EternalEnvy seems to put a lot more thought into his music than Miracle does, but that doesn’t mean it’s any less divisive. I don’t have a name for his preferred genre, so I’ll just call it Anime Stuff. Some of these songs straight-up own, e.g. “Crumbling” by Felt:   

… but a lot of the others are not particularly swell to listen to if you’re not a fan of that kind of thing. The vocals are … distinctive. I don’t want to be reductive, but when EE plays certain songs, it’s basically like having Naruto’s long-lost kid sister keen at you for hours on end. (Apologies if Naruto does actually have a kid sister; I stopped watching that show after Vegeta showed up.) Other times he plays instrumental tracks with really really really long contemplative piano solos, and while that certainly aids the tragic-hero atmosphere the community likes to ascribe him, I personally find it tiresome by minute eight or nine.

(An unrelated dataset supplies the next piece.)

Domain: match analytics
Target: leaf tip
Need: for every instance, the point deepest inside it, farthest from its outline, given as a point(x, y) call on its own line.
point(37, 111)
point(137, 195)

It’s the music he likes the most.

Okay, hold up, though, because this is all beginning to get a bit negative, and the honest truth is that EternalEnvy is a generous, kind-hearted human being who very clearly loves his fans. Same with Miracle, Arteezy, Zai, and basically every Dota 2 professional: this is a community of players who remember what it was like to be absolutely nothing, and tend to be grateful and down-to-earth as a result. Jacky Mao is a guy who personally responds to obscure and enthusiastically-downvoted Reddit threads to help people identify individual songs they heard on his stream. A man who seems personally hurt, the way almost any of us would be, when people choose to spotlight his mistakes instead of his triumphs. He plays anime music not because he doesn’t care about his viewers, but because it’s the music he likes the most. EE’s stream is not a carefully-crafted commercial product. It’s his normal practice routine, warts and all. He plays as though Twitch chat and subscribers and donation messages don’t exist, indeed as though the viewers themselves do not exist. And there’s absolutely nothing wrong with that. His true fans still appreciate the stream, appreciate his willingness to bare this profoundly personal side of himself, and their appreciation, in the end, is why he bothers streaming at all.